Le jugement de l’auteur est-il plus clément au sujet de Louise de Ramezay ? La réponse se trouve dans les deux chapitres suivants. Spécifions que, dans l’introduction de l’ouvrage, l’auteur pose une hypothèse : contrairement à ce qu’en dit l’historiographie, Louise de Ramezay ne serait pas une femme d’affaires hors pair car « quelques sources sembl[ai]ent m’indiquer qu’au contraire son obstination à vouloir exploiter coûte que coûte le moulin familial l’aurait lentement entraînée dans un gouffre financier sans fond » (p. 11). Et de fait, l’analyse que l’auteur fait de certains contrats de société ou d’association montre que Louise, plus qu’optimiste, accepte parfois de payer davantage que la juste part des investissements par rapport à la répartition des profits. Les nombreux procès qui semblent être la conséquence inévitable des associations d’affaires de cette famille révèlent aussi une administratrice souvent négligente. Mais, ici, il faudrait s’interroger sur la « logique de la source ». Pour tant de bévues administratives révélées par les procès, combien de gestes invisibles, posés au quotidien, pour assurer la bonne marche de l’entreprise ? La question vaut la peine d’être posée. Il n’en demeure pas moins qu’en 1763, Louise est incapable de rembourser à un marchand une importante dette datant de 1754. À partir de ce moment, les affaires de Louise vont de mal en pis. Il faut dire, et l’auteur le souligne, que les circonstances de la Conquête n’ont pas aidé la cause de Louise. Quant à la scierie, elle disparaît, du moins dans les sources, en 1782.

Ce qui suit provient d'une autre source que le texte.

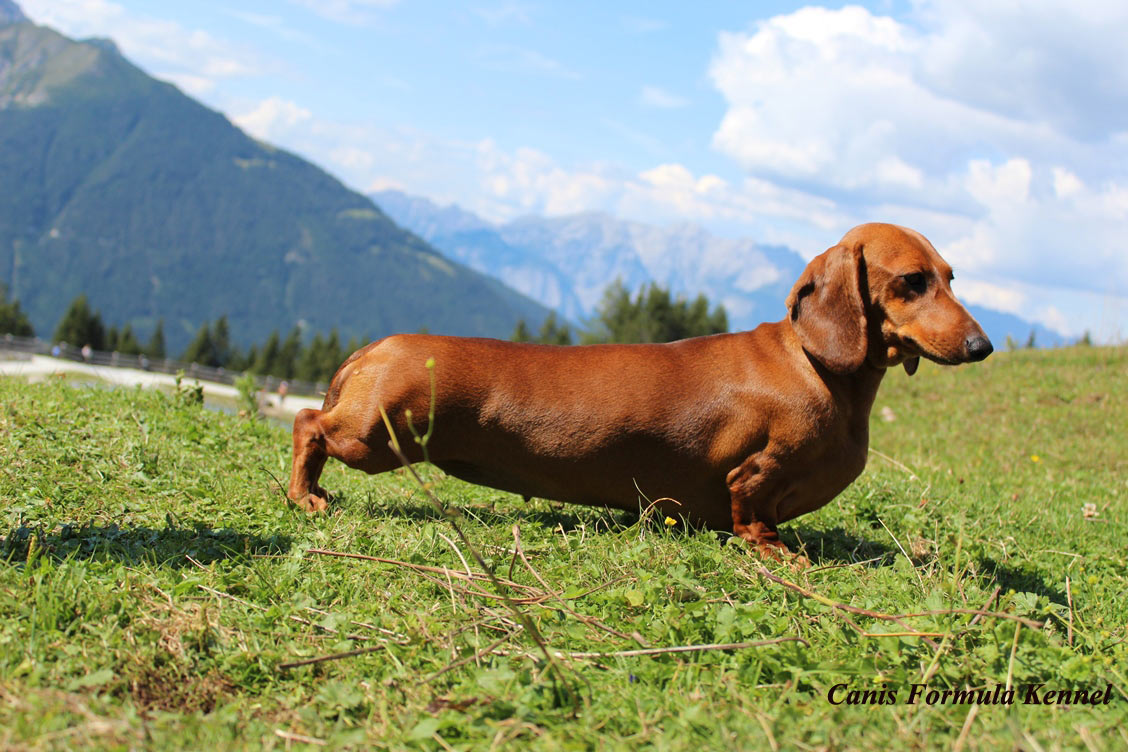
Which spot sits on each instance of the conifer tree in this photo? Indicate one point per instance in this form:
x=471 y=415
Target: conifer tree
x=81 y=326
x=156 y=346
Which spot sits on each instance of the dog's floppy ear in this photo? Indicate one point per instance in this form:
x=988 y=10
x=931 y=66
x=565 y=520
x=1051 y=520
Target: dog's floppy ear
x=827 y=311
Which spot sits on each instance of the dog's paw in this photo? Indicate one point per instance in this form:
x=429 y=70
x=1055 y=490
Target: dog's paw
x=314 y=503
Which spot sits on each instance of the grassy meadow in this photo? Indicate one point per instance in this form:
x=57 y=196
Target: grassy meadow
x=158 y=592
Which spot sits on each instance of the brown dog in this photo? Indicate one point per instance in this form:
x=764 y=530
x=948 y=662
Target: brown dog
x=737 y=432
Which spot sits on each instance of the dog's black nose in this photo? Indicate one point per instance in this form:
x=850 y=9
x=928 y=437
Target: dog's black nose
x=978 y=348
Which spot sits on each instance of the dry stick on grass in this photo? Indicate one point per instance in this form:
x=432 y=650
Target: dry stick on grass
x=983 y=609
x=554 y=594
x=469 y=658
x=900 y=465
x=888 y=617
x=530 y=627
x=399 y=638
x=1068 y=598
x=676 y=648
x=290 y=736
x=332 y=656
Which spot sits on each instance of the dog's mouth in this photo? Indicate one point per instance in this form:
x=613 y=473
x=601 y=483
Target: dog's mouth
x=923 y=351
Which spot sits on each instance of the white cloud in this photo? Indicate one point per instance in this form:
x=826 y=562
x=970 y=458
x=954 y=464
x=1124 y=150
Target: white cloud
x=994 y=127
x=509 y=59
x=347 y=11
x=273 y=118
x=652 y=96
x=507 y=12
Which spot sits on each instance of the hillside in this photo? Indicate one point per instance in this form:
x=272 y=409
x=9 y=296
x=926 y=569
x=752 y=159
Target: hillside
x=566 y=262
x=157 y=590
x=120 y=186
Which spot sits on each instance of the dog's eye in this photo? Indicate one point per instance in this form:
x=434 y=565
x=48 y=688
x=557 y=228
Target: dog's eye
x=915 y=281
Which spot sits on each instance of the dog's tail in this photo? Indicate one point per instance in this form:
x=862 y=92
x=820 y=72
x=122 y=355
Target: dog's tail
x=338 y=379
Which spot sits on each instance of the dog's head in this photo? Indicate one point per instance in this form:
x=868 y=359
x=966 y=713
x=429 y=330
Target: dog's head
x=883 y=294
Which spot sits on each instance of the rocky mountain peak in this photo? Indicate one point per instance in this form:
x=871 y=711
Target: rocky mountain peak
x=10 y=12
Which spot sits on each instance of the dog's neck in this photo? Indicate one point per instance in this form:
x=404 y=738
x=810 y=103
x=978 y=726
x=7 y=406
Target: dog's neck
x=855 y=391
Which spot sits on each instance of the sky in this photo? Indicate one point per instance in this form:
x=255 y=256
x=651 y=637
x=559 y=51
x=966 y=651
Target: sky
x=999 y=130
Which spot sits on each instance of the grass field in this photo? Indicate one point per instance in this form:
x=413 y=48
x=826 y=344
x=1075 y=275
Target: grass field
x=155 y=586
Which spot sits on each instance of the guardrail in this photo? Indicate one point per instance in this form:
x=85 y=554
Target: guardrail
x=37 y=346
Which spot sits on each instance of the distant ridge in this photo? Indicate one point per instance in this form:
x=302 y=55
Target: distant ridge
x=121 y=187
x=10 y=12
x=565 y=262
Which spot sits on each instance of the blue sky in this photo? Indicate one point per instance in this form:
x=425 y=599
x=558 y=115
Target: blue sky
x=999 y=132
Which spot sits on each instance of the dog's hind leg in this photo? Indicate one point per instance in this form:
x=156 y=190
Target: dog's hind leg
x=309 y=456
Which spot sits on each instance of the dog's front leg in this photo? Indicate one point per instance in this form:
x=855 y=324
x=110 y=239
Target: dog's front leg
x=752 y=488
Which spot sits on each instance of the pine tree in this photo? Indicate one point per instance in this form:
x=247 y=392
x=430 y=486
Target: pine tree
x=202 y=348
x=221 y=343
x=309 y=363
x=287 y=361
x=266 y=362
x=332 y=357
x=81 y=326
x=156 y=346
x=126 y=342
x=553 y=333
x=521 y=332
x=653 y=316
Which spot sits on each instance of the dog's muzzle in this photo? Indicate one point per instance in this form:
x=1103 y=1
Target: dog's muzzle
x=978 y=348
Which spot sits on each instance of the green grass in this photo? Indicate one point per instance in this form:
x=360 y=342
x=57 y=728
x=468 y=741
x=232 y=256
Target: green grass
x=126 y=512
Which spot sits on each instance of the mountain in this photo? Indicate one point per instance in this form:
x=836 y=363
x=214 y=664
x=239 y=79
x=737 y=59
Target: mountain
x=120 y=186
x=567 y=262
x=999 y=326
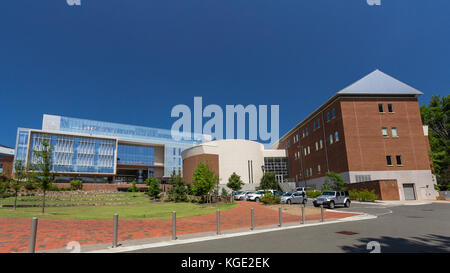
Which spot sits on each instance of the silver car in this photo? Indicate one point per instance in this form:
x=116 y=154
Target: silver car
x=294 y=198
x=332 y=198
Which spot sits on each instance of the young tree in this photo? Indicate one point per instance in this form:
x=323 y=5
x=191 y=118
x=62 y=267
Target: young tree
x=153 y=187
x=20 y=177
x=339 y=184
x=234 y=182
x=437 y=116
x=178 y=193
x=43 y=167
x=268 y=181
x=203 y=180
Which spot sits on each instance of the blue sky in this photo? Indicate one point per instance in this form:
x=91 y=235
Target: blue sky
x=132 y=61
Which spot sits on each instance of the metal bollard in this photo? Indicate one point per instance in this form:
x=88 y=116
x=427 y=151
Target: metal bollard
x=280 y=216
x=32 y=247
x=252 y=219
x=218 y=222
x=303 y=213
x=116 y=229
x=321 y=211
x=174 y=225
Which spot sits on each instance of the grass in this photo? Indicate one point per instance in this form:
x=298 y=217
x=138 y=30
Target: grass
x=141 y=208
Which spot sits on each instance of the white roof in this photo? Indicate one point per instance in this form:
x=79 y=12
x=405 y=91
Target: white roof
x=379 y=83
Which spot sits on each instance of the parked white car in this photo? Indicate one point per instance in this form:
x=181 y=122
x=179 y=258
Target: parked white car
x=256 y=196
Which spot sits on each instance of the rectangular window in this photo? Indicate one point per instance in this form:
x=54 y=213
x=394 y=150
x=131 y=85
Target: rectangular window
x=394 y=132
x=389 y=160
x=390 y=108
x=399 y=159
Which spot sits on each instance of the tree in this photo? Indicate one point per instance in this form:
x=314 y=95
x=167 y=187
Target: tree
x=178 y=192
x=234 y=182
x=203 y=180
x=43 y=167
x=436 y=116
x=269 y=182
x=20 y=177
x=339 y=184
x=153 y=187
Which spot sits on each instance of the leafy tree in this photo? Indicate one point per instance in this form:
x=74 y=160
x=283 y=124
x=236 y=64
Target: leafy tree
x=269 y=182
x=234 y=182
x=436 y=116
x=43 y=167
x=178 y=192
x=203 y=180
x=20 y=177
x=133 y=187
x=153 y=187
x=339 y=184
x=224 y=192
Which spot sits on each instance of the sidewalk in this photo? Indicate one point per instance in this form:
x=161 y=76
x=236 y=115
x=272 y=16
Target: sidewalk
x=55 y=234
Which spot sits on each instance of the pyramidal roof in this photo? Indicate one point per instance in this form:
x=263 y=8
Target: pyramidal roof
x=379 y=83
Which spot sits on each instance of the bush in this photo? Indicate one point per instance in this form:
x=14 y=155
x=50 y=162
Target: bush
x=363 y=196
x=270 y=199
x=76 y=184
x=313 y=193
x=133 y=187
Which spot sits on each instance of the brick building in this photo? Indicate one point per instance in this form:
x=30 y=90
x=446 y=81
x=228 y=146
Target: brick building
x=370 y=130
x=6 y=160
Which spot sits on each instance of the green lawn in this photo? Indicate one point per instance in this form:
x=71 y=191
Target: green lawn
x=140 y=209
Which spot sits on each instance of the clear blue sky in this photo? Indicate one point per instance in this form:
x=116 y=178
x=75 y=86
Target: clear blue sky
x=132 y=61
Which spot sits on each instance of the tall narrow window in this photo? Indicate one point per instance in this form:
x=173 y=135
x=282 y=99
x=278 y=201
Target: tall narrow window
x=389 y=160
x=390 y=108
x=399 y=159
x=394 y=132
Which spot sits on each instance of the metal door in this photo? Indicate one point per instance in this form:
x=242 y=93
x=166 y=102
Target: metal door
x=409 y=192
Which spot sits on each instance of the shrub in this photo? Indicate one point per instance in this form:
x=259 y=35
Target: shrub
x=76 y=184
x=133 y=187
x=313 y=193
x=270 y=199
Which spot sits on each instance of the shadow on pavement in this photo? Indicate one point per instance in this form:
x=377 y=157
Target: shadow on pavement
x=427 y=243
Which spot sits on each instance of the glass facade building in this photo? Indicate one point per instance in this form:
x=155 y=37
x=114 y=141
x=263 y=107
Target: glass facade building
x=87 y=147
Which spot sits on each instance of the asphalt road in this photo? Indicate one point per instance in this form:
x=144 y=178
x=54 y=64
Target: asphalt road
x=407 y=228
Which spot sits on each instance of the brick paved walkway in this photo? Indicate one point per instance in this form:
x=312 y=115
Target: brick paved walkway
x=56 y=233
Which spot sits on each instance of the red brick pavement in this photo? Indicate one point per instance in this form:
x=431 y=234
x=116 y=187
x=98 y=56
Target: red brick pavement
x=56 y=233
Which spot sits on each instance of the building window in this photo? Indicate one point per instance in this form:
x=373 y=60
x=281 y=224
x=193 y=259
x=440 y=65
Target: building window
x=389 y=160
x=390 y=108
x=394 y=132
x=399 y=159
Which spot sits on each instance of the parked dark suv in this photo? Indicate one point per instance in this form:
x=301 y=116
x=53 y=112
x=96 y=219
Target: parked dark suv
x=332 y=198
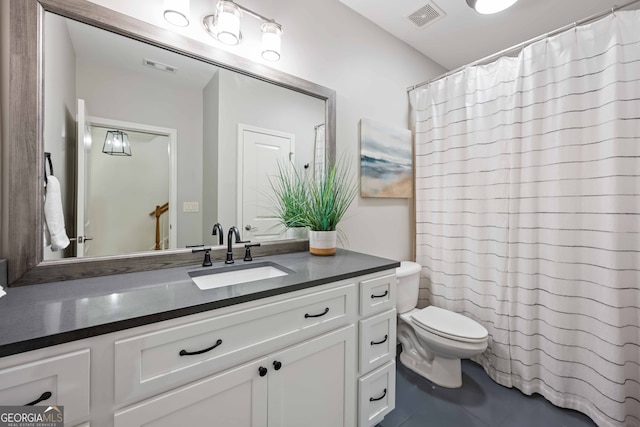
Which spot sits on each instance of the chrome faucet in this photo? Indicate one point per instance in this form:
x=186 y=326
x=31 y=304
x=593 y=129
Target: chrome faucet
x=233 y=230
x=217 y=230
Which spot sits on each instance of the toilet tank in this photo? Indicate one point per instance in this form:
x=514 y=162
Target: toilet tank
x=408 y=286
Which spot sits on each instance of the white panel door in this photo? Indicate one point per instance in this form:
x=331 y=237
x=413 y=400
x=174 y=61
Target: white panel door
x=237 y=397
x=260 y=152
x=83 y=224
x=312 y=384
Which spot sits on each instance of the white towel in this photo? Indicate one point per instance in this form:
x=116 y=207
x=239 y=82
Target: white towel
x=54 y=216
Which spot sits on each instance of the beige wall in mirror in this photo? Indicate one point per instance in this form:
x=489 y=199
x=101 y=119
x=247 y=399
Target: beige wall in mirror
x=203 y=107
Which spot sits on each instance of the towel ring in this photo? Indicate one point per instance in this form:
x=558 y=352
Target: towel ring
x=47 y=157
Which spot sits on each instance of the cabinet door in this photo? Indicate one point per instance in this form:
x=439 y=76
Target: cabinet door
x=237 y=397
x=313 y=384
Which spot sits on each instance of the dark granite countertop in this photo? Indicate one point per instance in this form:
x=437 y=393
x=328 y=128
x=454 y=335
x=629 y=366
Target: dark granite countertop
x=38 y=316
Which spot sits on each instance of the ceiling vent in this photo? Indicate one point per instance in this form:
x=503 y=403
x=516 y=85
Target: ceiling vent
x=426 y=15
x=159 y=66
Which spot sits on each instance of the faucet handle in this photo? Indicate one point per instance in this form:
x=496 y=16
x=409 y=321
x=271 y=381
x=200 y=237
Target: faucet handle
x=207 y=256
x=247 y=252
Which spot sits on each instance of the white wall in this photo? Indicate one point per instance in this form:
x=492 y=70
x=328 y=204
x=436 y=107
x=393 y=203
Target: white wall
x=4 y=119
x=329 y=44
x=273 y=108
x=210 y=203
x=123 y=191
x=60 y=117
x=119 y=94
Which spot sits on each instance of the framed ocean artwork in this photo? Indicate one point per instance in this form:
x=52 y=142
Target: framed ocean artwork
x=386 y=166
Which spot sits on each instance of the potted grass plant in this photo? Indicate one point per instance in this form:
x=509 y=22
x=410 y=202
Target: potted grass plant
x=326 y=202
x=288 y=200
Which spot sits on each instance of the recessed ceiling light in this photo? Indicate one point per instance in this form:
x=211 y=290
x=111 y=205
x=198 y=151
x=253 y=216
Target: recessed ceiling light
x=487 y=7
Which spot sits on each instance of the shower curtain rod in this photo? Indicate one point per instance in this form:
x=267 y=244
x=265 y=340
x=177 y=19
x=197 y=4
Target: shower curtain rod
x=524 y=44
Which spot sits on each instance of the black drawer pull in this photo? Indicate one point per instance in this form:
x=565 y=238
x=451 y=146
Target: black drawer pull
x=326 y=310
x=194 y=353
x=381 y=296
x=380 y=342
x=371 y=399
x=44 y=396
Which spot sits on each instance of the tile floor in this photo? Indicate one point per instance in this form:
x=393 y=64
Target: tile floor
x=480 y=402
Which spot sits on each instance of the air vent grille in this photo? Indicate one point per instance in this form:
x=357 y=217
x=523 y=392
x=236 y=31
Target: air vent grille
x=159 y=65
x=427 y=14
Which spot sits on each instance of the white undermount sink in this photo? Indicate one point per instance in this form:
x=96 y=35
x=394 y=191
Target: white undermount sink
x=226 y=276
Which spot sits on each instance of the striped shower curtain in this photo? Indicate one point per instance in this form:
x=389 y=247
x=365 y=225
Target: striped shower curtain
x=528 y=213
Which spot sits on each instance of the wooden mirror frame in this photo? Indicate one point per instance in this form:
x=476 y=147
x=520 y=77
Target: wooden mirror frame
x=22 y=213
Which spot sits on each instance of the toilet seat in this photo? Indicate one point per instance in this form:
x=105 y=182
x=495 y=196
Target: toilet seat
x=448 y=324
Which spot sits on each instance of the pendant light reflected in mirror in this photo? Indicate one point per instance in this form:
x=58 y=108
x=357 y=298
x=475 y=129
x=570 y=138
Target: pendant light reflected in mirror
x=116 y=143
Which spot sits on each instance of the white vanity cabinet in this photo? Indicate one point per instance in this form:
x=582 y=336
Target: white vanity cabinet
x=319 y=356
x=309 y=384
x=377 y=339
x=41 y=379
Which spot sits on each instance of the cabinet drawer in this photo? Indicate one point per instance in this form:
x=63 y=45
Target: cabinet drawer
x=65 y=377
x=160 y=360
x=378 y=294
x=377 y=340
x=377 y=395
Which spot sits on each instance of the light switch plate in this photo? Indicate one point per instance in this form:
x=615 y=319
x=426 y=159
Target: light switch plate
x=190 y=207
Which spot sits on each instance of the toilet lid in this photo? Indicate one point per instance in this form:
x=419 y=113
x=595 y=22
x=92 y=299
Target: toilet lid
x=449 y=324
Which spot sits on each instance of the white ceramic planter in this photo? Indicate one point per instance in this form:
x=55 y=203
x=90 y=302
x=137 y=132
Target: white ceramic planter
x=322 y=243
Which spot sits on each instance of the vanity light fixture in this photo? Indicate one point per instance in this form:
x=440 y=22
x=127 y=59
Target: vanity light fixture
x=116 y=143
x=176 y=12
x=224 y=26
x=487 y=7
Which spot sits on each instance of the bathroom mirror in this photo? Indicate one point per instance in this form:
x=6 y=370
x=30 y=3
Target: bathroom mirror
x=202 y=192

En conclusion, l’auteur examine les raisons de l’échec apparent de Louise de Ramezay. C’est le seul lieu où l’auteur entretient un dialogue avec l’historiographie, sans toutefois le préciser ouvertement. Ainsi, il rejette l’explication féministe voulant que Louise de Ramezay ait été victime de son sexe. Mais, il souligne que « la politique coloniale de la France restreignait les initiatives des colons » (p. 159). Cette affirmation passe-partout est étonnante dans le cadre d’une étude où les faits exposés sont loin de la soutenir. Au final, cependant, l’explication demeure de nature psychologique. Si Louise a accepté d’engloutir de fortes sommes pour l’entretien du moulin de la rivière des Hurons, « est-ce parce que […], durant son enfance, elle avait rêvé de poursuivre l’oeuvre de son père ? » (p. 164). Et un peu plus loin, soulignant la diversité des activités dans lesquelles Louise a investi : « On a l’impression que le succès des premières années l’a enivrée de façon telle qu’elle ait voulu multiplier ses entreprises trop rapidement » (p. 164).

Reflétant une attitude vieillie au sujet de l’histoire, l’ultime message du livre est que, malgré ses insuccès, il vaut la peine de se souvenir de Louise de Ramezay car « un pays a besoin de personnes téméraires qui […] se lancent dans des aventures avec détermination » (p. 164).